Questo farebbe di Mansell un Keith Richards...
«E Prost un Paul McCartney (ride)».
A proposito di musica: Senna ha ispirato un poeta come Dalla.
«Non a caso, un uomo di grande sensibilità e intelligenza come Dalla ha scritto di Senna e Nuvolari, due leggende di umanità intensa. Di Senna colpivano gli occhi, allegri e simpatici, ma venati di malinconia e tristezza, forse di quella saudade di cui i brasiliani dicono di soffrire sempre. D’altronde da piccolo venne spedito in Inghilterra al freddo e in un Paese così diverso dal suo per crescere con i cart... Eppure quello sguardo spirituale si trasformava in... spiritato quando guidava. Aveva una determinazione agonistica da indemoniato, lui che aveva una spiritualità così profonda. Penso a certe gare, a quella con la sola sesta, al giro di Montecarlo... E poi era bello: aveva un profilo da statua greca. Questo aumenta la sensazione che lui sia un eroe tragico, perché tanti sono morti prima di lui in questo sport nel quale il rischio è una componente intrinseca. Ma dei grandissimi della Formula 1 è stato l’ultimo a morire, prima che cambiasse radicalmente la sicurezza, per certi versi ancora più iconico».

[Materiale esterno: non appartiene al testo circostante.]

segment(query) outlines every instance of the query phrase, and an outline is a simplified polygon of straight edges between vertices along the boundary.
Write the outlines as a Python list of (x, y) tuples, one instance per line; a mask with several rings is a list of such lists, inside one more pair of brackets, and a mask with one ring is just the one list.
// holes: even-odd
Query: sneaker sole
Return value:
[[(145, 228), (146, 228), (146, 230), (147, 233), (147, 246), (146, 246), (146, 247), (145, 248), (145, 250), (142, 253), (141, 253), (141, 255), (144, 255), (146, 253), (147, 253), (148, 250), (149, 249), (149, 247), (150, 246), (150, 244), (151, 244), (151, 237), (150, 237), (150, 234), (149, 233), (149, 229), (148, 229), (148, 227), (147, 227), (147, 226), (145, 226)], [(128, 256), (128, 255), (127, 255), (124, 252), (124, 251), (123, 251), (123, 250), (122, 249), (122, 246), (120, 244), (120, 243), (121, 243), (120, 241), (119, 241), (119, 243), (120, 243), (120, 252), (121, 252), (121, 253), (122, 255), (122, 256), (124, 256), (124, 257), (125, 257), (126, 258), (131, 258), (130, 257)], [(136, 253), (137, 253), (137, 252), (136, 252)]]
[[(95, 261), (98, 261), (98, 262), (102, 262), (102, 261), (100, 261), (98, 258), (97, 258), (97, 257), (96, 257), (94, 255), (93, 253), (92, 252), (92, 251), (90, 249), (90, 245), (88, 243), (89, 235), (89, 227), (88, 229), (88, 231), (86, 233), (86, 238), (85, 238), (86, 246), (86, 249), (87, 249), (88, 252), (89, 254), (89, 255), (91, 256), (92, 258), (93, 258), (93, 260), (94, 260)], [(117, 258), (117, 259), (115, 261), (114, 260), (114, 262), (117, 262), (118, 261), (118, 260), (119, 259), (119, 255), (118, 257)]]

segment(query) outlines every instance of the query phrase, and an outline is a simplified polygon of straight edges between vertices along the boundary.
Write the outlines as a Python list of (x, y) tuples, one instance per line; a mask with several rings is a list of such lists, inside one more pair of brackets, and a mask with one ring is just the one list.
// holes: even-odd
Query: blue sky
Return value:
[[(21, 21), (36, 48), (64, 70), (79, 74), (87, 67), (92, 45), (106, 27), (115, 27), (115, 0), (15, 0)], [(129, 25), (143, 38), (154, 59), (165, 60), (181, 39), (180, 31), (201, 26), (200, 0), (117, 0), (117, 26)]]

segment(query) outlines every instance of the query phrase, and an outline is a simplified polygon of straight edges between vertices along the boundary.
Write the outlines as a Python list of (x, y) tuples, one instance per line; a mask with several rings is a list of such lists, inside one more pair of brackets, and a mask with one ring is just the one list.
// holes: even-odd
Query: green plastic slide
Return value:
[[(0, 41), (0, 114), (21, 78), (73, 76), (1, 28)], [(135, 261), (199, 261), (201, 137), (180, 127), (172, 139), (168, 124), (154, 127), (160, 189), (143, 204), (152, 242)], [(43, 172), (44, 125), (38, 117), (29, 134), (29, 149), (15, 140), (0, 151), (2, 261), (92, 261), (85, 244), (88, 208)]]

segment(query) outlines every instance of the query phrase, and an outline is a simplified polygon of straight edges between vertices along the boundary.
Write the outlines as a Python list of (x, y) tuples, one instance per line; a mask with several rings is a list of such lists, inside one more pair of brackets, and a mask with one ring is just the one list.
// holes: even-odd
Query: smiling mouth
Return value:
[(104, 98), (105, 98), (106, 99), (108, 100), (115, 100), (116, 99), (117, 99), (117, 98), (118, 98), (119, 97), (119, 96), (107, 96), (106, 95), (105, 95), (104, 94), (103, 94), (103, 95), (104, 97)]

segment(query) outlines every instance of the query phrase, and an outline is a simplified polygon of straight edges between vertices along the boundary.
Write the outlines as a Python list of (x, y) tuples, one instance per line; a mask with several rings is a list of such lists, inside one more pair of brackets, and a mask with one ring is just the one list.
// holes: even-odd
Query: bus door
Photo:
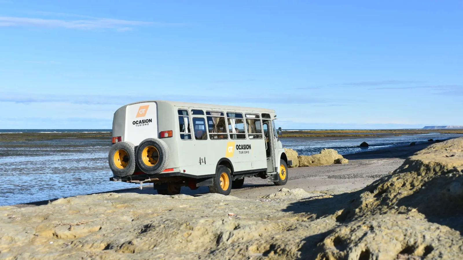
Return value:
[(275, 134), (272, 126), (272, 120), (262, 119), (262, 128), (265, 141), (265, 153), (267, 155), (267, 173), (275, 172), (275, 153), (274, 148), (276, 143), (275, 141)]

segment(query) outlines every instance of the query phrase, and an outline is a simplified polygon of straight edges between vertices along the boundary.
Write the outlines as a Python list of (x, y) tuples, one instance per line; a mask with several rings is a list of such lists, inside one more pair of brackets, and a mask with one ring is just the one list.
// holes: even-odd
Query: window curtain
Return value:
[(214, 131), (213, 133), (219, 133), (219, 120), (220, 118), (218, 118), (217, 117), (212, 117), (212, 121), (214, 123)]
[(188, 117), (183, 117), (183, 125), (185, 125), (185, 132), (184, 133), (190, 133), (190, 131), (188, 129)]
[(228, 120), (230, 120), (230, 124), (232, 125), (232, 132), (236, 133), (236, 128), (235, 126), (236, 125), (235, 122), (236, 122), (236, 119), (235, 118), (228, 118)]

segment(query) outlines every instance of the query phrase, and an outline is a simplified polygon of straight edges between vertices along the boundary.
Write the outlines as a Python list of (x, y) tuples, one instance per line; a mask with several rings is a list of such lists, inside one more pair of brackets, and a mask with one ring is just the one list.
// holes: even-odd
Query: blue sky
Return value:
[(146, 99), (285, 129), (463, 125), (462, 1), (0, 0), (0, 128), (108, 129)]

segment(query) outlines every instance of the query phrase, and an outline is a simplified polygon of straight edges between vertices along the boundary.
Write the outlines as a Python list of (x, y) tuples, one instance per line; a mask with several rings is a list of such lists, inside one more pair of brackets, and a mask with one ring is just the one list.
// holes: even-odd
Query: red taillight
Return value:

Questa mostra lo celebra degnamente.
«Ci piace l’idea che Senna in questo museo si senta a casa, perché al piano di sopra ci sono tantissime automobili, autentiche, con cui hanno corso i suoi colleghi più grandi da Fangia ad Ascari, da Villeneuve a Schumacher... È un luogo accogliente per lui che ritrova il suo mondo».
Visto il successo, vi è venuta la tentazione di farne un’altra, su un altro grande? Penso a Villeneuve o Schumacher, citati prima.
«Ci pensiamo, certamente questa mostra è un’esperienza positiva».